Tornano gli “Sguardi” di Vainer Tugnolo. Il suo, limpido e denso, continua a gironzolare un po’ sul territorio, un po’ tra le pagine e le impressioni di scrittori e registi. E in queste escursioni curiose e riflessive Vainer apre porticine segrete, oppure spalanca grandi finestre che puntano lontano nel tempo, nell’immaginazione, nelle parole. Qui, tra le pagine di Giorgio Manganelli e di Ermanno Cavazzoni, passeggiamo gioiosi alla ricerca di una risata.

La prima osservazione, incontrovertibile, è che Ermanno Cavazzoni ha scritto Il poema dei lunatici.
La seconda osservazione, altrettanto indiscutibile, è che Giorgio Manganelli è l’autore dei testi raccolti in Concupiscenza libraria.

Avevo letto più o meno le prime 50 pagine del Poema dei Lunatici quando ho acquistato il libro di Manganelli in una bella e nuova edizione Adelphi color rosso mattone. 
In mezzo alle erudite, tanto note quanto temute, recensioni letterarie dello scrittore milanese, trovo subito a pag. 296, grazie a un colpo di fortuna, quella riguardante Il poema dei lunatici.
E leggo dei dubbi di Manganelli sul rischio del patetico, e sull’insidia dell’imitazione, delle sue perplessità sul linguaggio di Cavazzoni che suona come un metallo fragile… incertezze che svaniscono, tuttavia, a pag. 89. Perché arrivato lì, Manganelli, scoppia sonoramente a ridere, e smette di dubitare.

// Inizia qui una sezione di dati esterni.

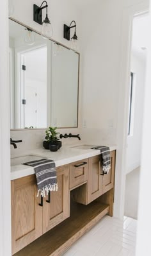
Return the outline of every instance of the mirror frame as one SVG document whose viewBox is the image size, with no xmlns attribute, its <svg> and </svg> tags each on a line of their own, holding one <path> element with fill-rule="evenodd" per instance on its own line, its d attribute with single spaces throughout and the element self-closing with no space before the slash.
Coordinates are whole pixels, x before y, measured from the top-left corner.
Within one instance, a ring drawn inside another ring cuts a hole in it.
<svg viewBox="0 0 151 256">
<path fill-rule="evenodd" d="M 14 21 L 15 22 L 19 24 L 19 25 L 21 25 L 25 28 L 29 28 L 29 30 L 31 30 L 33 31 L 36 33 L 37 34 L 41 35 L 41 34 L 38 32 L 36 30 L 34 30 L 31 27 L 29 27 L 29 26 L 26 25 L 25 24 L 20 22 L 20 21 L 16 20 L 15 19 L 13 19 L 12 17 L 10 17 L 8 19 L 10 19 L 11 21 Z M 56 42 L 56 44 L 59 44 L 60 46 L 64 47 L 66 49 L 68 49 L 68 50 L 70 50 L 70 48 L 66 46 L 65 46 L 63 44 L 60 43 L 58 41 L 56 41 L 54 39 L 49 38 L 47 37 L 47 39 L 50 40 L 52 42 Z M 78 79 L 77 79 L 77 126 L 72 126 L 72 127 L 57 127 L 58 129 L 75 129 L 75 128 L 78 128 L 79 127 L 79 76 L 80 76 L 80 53 L 79 52 L 76 52 L 75 53 L 79 55 L 79 64 L 78 64 Z M 51 125 L 51 124 L 50 124 Z M 33 131 L 33 130 L 46 130 L 47 127 L 45 128 L 33 128 L 33 129 L 29 129 L 29 128 L 19 128 L 19 129 L 10 129 L 11 131 Z"/>
</svg>

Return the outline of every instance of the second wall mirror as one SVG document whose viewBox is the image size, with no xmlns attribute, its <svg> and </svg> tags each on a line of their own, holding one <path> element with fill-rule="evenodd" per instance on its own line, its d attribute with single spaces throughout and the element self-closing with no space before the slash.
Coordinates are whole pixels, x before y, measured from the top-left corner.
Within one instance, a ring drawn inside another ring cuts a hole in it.
<svg viewBox="0 0 151 256">
<path fill-rule="evenodd" d="M 9 20 L 11 129 L 77 127 L 79 55 Z"/>
</svg>

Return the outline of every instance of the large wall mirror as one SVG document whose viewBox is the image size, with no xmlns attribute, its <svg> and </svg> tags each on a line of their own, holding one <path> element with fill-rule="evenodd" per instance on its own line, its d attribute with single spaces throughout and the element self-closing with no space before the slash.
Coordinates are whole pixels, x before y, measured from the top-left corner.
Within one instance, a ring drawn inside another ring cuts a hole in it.
<svg viewBox="0 0 151 256">
<path fill-rule="evenodd" d="M 9 19 L 11 129 L 77 127 L 79 55 Z"/>
</svg>

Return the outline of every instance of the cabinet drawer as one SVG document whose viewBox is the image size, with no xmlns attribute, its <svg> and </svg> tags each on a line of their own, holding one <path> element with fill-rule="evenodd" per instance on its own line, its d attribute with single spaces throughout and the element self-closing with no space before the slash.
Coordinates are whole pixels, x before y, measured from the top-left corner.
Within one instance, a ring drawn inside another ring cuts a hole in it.
<svg viewBox="0 0 151 256">
<path fill-rule="evenodd" d="M 70 189 L 88 180 L 88 159 L 70 164 Z"/>
</svg>

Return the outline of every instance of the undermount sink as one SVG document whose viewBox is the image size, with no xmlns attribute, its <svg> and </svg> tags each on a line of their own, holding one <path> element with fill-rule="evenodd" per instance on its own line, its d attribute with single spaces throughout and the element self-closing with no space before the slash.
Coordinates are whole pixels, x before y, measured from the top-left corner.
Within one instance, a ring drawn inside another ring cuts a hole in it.
<svg viewBox="0 0 151 256">
<path fill-rule="evenodd" d="M 83 144 L 83 145 L 79 145 L 79 146 L 75 146 L 74 147 L 72 147 L 72 148 L 75 148 L 75 149 L 90 149 L 93 147 L 95 147 L 95 145 L 86 145 L 86 144 Z"/>
<path fill-rule="evenodd" d="M 18 166 L 26 163 L 27 162 L 35 161 L 36 160 L 40 160 L 44 157 L 36 157 L 33 155 L 26 155 L 22 157 L 12 157 L 10 159 L 11 166 Z"/>
</svg>

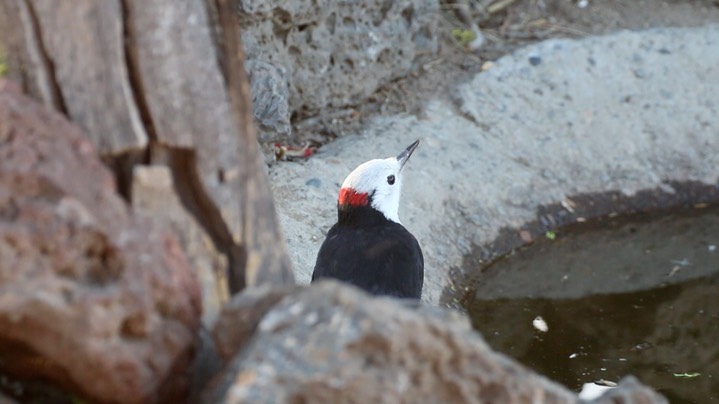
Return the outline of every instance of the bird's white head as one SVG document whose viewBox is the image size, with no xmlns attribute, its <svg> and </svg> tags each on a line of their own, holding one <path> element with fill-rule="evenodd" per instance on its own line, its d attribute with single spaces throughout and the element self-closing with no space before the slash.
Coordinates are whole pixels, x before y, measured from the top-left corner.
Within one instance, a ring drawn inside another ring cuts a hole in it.
<svg viewBox="0 0 719 404">
<path fill-rule="evenodd" d="M 402 168 L 419 140 L 397 157 L 370 160 L 360 164 L 347 176 L 340 189 L 340 209 L 370 205 L 393 222 L 399 221 L 399 198 L 402 192 Z"/>
</svg>

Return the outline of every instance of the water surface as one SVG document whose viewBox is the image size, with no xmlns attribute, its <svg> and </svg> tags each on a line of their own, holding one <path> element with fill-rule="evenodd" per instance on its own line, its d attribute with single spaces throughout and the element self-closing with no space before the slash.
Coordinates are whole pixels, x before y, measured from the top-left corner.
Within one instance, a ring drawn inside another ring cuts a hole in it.
<svg viewBox="0 0 719 404">
<path fill-rule="evenodd" d="M 672 403 L 719 402 L 719 209 L 557 236 L 482 270 L 466 308 L 487 342 L 571 389 L 633 374 Z"/>
</svg>

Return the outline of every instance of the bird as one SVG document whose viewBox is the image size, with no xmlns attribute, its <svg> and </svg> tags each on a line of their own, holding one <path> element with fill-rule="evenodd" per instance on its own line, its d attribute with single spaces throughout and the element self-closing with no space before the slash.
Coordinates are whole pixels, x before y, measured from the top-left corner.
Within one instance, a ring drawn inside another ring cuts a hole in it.
<svg viewBox="0 0 719 404">
<path fill-rule="evenodd" d="M 377 296 L 420 299 L 424 256 L 399 220 L 402 169 L 419 140 L 397 157 L 360 164 L 342 183 L 337 223 L 317 254 L 312 282 L 333 278 Z"/>
</svg>

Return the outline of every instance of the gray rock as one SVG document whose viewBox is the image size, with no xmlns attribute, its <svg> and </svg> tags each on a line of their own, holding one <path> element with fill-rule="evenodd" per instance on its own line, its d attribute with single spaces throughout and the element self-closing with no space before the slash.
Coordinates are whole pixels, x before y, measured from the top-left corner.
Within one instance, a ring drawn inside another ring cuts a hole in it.
<svg viewBox="0 0 719 404">
<path fill-rule="evenodd" d="M 564 387 L 492 352 L 457 318 L 324 281 L 264 315 L 211 401 L 577 401 Z"/>
<path fill-rule="evenodd" d="M 537 219 L 540 206 L 719 179 L 719 25 L 550 40 L 498 60 L 456 93 L 453 103 L 428 100 L 421 119 L 378 117 L 306 162 L 271 168 L 300 282 L 336 221 L 338 184 L 417 138 L 400 218 L 424 250 L 431 302 L 473 245 Z M 306 186 L 314 177 L 320 187 Z"/>
<path fill-rule="evenodd" d="M 247 60 L 245 70 L 250 80 L 252 112 L 260 124 L 260 141 L 288 136 L 292 127 L 285 69 L 259 60 Z"/>
<path fill-rule="evenodd" d="M 360 102 L 437 51 L 436 0 L 243 0 L 239 7 L 246 58 L 287 71 L 291 111 Z"/>
</svg>

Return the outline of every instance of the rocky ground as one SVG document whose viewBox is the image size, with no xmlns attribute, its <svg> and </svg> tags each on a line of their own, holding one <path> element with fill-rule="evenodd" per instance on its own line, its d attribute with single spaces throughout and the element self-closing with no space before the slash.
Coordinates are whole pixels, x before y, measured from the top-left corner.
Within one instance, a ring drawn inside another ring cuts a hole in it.
<svg viewBox="0 0 719 404">
<path fill-rule="evenodd" d="M 714 0 L 590 0 L 586 7 L 573 0 L 495 3 L 503 6 L 491 14 L 469 9 L 485 36 L 480 49 L 469 49 L 452 34 L 455 29 L 466 29 L 467 24 L 453 12 L 455 6 L 444 4 L 438 55 L 426 58 L 414 73 L 383 86 L 360 105 L 310 116 L 298 114 L 293 121 L 293 142 L 326 144 L 357 133 L 377 115 L 421 115 L 428 100 L 450 97 L 454 87 L 479 73 L 485 62 L 546 39 L 580 39 L 621 30 L 697 27 L 719 22 L 719 5 Z"/>
<path fill-rule="evenodd" d="M 503 25 L 488 20 L 485 51 L 445 41 L 434 62 L 378 92 L 355 121 L 330 120 L 305 134 L 339 140 L 306 162 L 271 167 L 300 282 L 309 281 L 335 220 L 344 176 L 417 138 L 423 143 L 407 170 L 400 216 L 423 245 L 425 298 L 433 302 L 443 290 L 451 295 L 448 274 L 468 267 L 465 254 L 491 257 L 498 240 L 519 245 L 527 234 L 609 213 L 617 198 L 668 206 L 696 197 L 688 181 L 716 187 L 719 31 L 706 24 L 719 21 L 719 9 L 712 2 L 540 3 L 507 7 Z M 544 30 L 527 28 L 537 18 Z M 699 27 L 589 36 L 671 25 Z M 531 43 L 546 37 L 554 39 Z M 493 60 L 503 51 L 512 53 Z M 540 214 L 552 205 L 552 214 Z"/>
</svg>

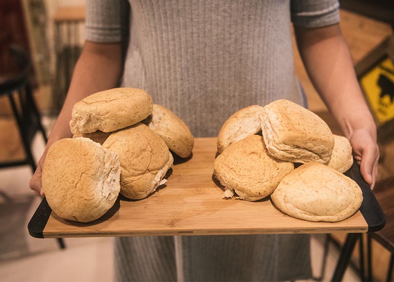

Felice che mi mancasse veramente poco, a mia volta, per arrivare a pag. 89, ho dovuto poco dopo arrendermi di fronte al fatto che la mia nuova edizione del Poema (La nave di Teseo) non poteva certo avere la stessa numerazione del testo usato da Manganelli.

La prima edizione del libro di Cavazzoni è una Bollati Boringhieri del 1987 e anche concedendo che Manganelli avesse letto l’edizione del Club degli Editori del 1990, facendo due conti, avrebbe potuto cominciare a ridere più o meno a pag. 94. O addirittura, sempre con un certo margine di errore, a pag. 99 nel caso avesse utilizzato l’edizione Feltrinelli del 1996 (cosa da escludersi visto che le nuove pubblicazioni si tende a recensirle alla prima uscita).
Ad ogni modo leggendo la mia edizione de La nave di Teseo ho cominciato a ridere a pag. 62 quando il tipo calvo fa capolino dal rubinetto, mentre a pag. 89 non mi è accaduto assolutamente nulla e ho continuato a leggere senza sussulti fino a pag. 97 quando avrei voluto, invece, abbracciare il becchino, il Sig. Pigafetta.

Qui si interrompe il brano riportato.